PURGE can have several values:
PURGE = integer value
PURGE is the number of monthes after which spams must be removed
PURGE = floating point value
PURGE is the ham/spam ratio (e.g. if PURGE=1.0, PopF will keep spam
repository as big as the ham repository)
PURGE = None
the option is disabled
PURGE_DIR is the directory to which oldest spams are moved.

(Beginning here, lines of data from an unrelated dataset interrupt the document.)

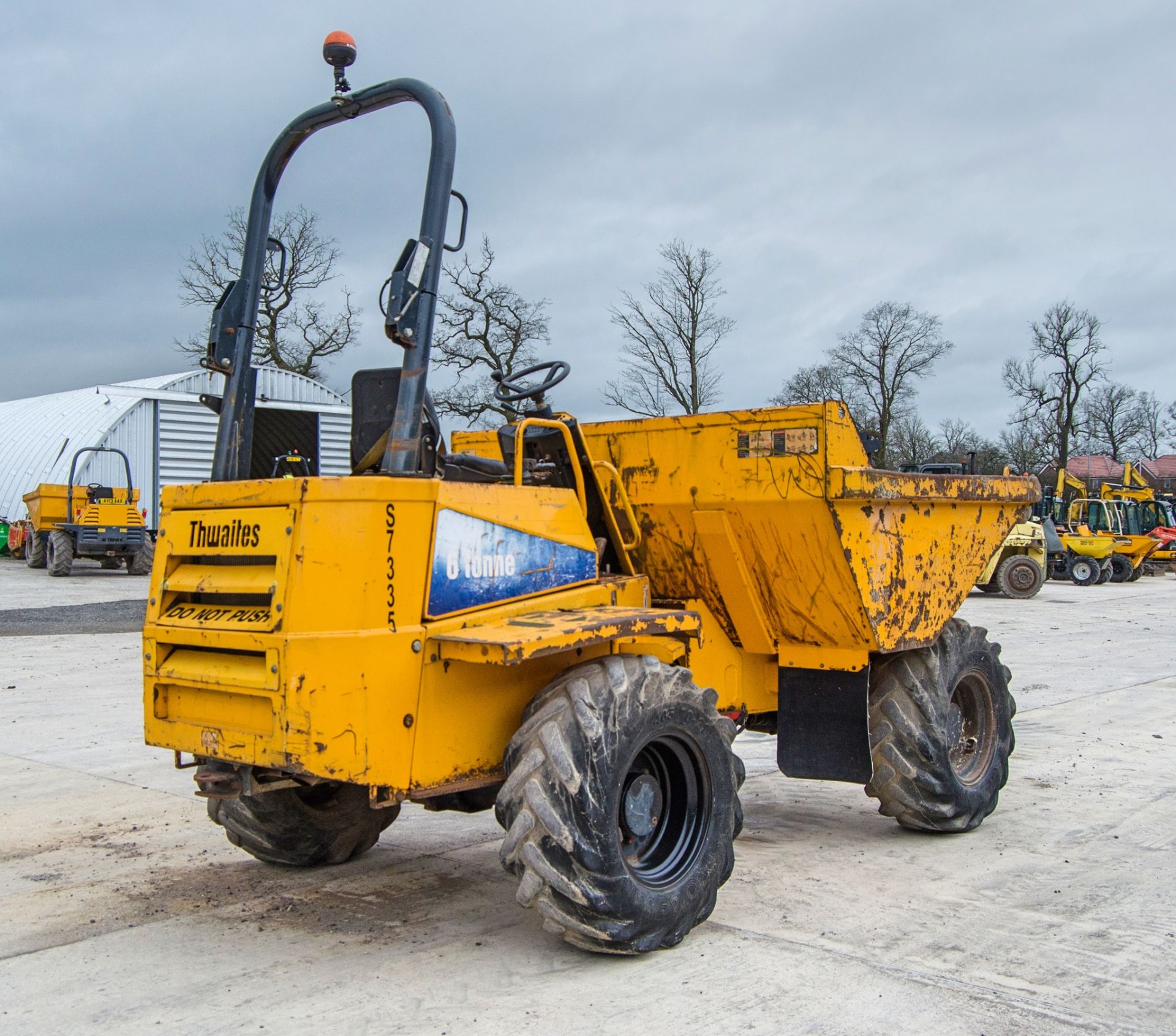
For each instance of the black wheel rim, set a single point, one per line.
(663, 811)
(971, 727)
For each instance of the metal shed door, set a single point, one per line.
(187, 434)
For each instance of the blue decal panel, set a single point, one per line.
(479, 562)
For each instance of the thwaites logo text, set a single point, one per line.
(231, 534)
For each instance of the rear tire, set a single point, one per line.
(620, 804)
(941, 732)
(34, 553)
(1121, 569)
(140, 562)
(304, 827)
(1020, 577)
(1085, 572)
(59, 553)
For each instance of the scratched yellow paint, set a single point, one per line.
(312, 651)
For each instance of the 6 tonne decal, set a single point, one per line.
(479, 562)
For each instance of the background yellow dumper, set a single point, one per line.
(96, 521)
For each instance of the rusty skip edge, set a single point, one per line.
(866, 483)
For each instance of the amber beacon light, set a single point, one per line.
(339, 52)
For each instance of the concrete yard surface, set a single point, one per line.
(124, 910)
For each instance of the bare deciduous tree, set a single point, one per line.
(911, 442)
(891, 350)
(1063, 361)
(1027, 447)
(1112, 419)
(818, 384)
(671, 336)
(959, 437)
(1158, 425)
(484, 327)
(295, 330)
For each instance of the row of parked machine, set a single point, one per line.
(1117, 537)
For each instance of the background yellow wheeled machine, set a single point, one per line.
(1017, 567)
(564, 622)
(94, 521)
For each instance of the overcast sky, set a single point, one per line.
(980, 161)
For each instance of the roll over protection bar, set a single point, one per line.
(235, 320)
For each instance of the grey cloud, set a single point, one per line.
(979, 161)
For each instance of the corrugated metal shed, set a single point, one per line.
(159, 423)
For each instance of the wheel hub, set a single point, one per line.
(970, 727)
(643, 806)
(663, 812)
(1022, 578)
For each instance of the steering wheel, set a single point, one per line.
(512, 390)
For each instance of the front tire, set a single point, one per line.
(304, 827)
(59, 553)
(140, 562)
(1085, 572)
(941, 732)
(1020, 577)
(1121, 569)
(621, 804)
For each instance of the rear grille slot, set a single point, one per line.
(224, 569)
(205, 589)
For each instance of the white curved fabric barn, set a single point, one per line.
(166, 432)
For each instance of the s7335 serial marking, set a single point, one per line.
(390, 527)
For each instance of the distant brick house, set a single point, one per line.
(1161, 473)
(1099, 468)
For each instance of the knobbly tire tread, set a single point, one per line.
(59, 553)
(140, 562)
(908, 702)
(278, 827)
(559, 806)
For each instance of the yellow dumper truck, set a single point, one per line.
(567, 624)
(92, 521)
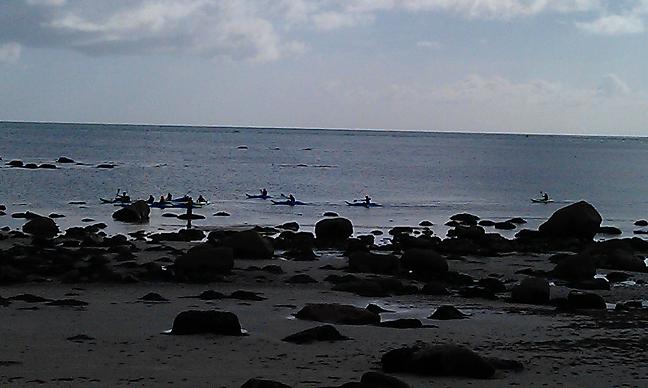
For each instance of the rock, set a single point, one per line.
(585, 300)
(373, 263)
(204, 260)
(611, 230)
(447, 312)
(506, 225)
(289, 226)
(465, 218)
(574, 267)
(402, 323)
(316, 334)
(338, 313)
(249, 244)
(579, 220)
(42, 227)
(203, 322)
(423, 261)
(260, 383)
(380, 380)
(136, 212)
(333, 231)
(437, 360)
(301, 279)
(154, 297)
(531, 291)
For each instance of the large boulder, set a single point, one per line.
(531, 291)
(424, 261)
(203, 322)
(137, 211)
(203, 261)
(579, 220)
(338, 313)
(437, 360)
(249, 244)
(360, 261)
(42, 227)
(333, 231)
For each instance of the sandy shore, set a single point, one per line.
(126, 344)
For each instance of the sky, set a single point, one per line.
(521, 66)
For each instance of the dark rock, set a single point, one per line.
(204, 260)
(611, 230)
(437, 360)
(316, 334)
(154, 297)
(301, 279)
(373, 263)
(423, 261)
(403, 323)
(531, 291)
(260, 383)
(41, 227)
(64, 159)
(249, 244)
(574, 267)
(203, 322)
(338, 313)
(289, 226)
(579, 220)
(136, 212)
(506, 225)
(447, 312)
(333, 231)
(585, 300)
(380, 380)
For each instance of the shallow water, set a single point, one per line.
(415, 176)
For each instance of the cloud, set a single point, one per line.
(613, 86)
(9, 52)
(614, 25)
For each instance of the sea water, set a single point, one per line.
(415, 175)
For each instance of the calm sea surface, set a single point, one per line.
(416, 176)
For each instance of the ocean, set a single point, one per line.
(415, 175)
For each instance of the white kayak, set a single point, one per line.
(541, 200)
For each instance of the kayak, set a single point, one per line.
(257, 196)
(115, 200)
(362, 204)
(288, 203)
(541, 200)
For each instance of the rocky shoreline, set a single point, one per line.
(325, 308)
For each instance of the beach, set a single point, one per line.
(113, 334)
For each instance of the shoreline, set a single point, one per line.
(120, 336)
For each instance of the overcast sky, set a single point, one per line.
(540, 66)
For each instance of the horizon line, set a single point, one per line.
(232, 126)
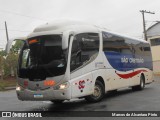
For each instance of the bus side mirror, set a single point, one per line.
(9, 44)
(66, 39)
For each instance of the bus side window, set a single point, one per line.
(75, 55)
(85, 48)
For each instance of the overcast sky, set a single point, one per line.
(121, 16)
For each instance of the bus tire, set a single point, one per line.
(99, 92)
(57, 101)
(141, 85)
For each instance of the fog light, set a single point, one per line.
(62, 86)
(18, 88)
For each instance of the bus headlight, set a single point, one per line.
(62, 86)
(19, 88)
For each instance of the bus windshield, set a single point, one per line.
(42, 57)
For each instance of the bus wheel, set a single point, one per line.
(98, 94)
(57, 101)
(141, 85)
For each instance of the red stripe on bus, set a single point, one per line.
(129, 75)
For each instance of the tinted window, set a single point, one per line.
(85, 47)
(155, 42)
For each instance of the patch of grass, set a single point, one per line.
(8, 82)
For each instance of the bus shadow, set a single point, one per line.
(83, 105)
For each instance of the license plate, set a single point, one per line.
(38, 96)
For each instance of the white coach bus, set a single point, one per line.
(65, 60)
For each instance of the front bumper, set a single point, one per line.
(44, 95)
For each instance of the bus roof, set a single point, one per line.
(59, 26)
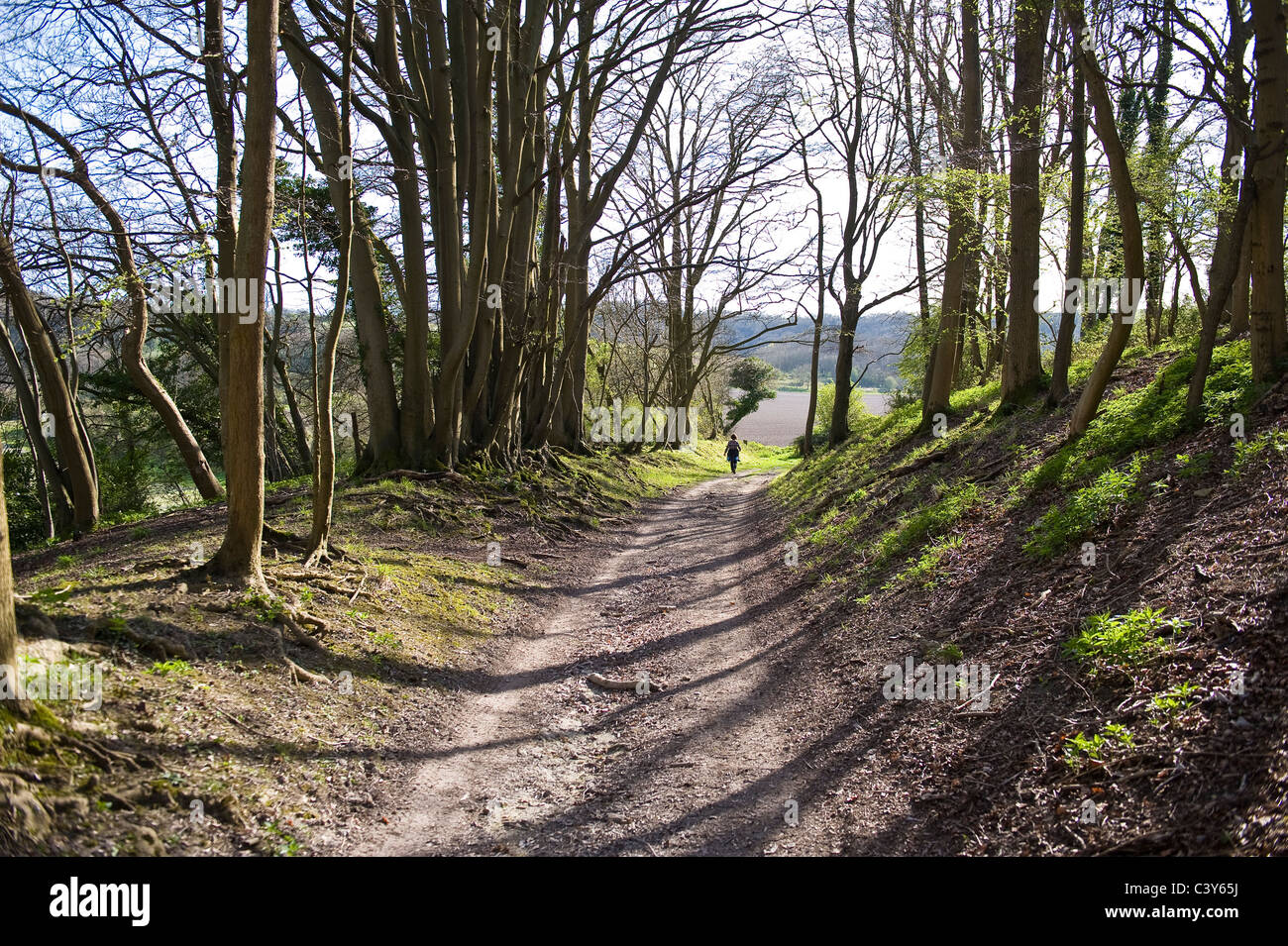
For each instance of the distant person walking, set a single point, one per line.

If PURGE_DIR is None then the spams are deleted.
To build the database: popf.py -gen
A little patience…
You need to rebuild the database sometimes to maintain its efficiency.
To use PopF, you need to configure your software as follows:
Protocol
POP3
Server
localhost
User name
your.user.name@your.pop.server
Password
your password on your.pop.server
POP3 Port
50110
For example, my user name is christophe.delord on a POP3 server
(pop.example.com), my user name for PopF is then
christophe.delord@pop.example.com (though PopF knows it will connect
to pop.example.com and we can have different POP3 servers for
different accounts).
To start PopF: popf.py -proxy
You can start PopF automatically with your mail reader using a shell script for instance.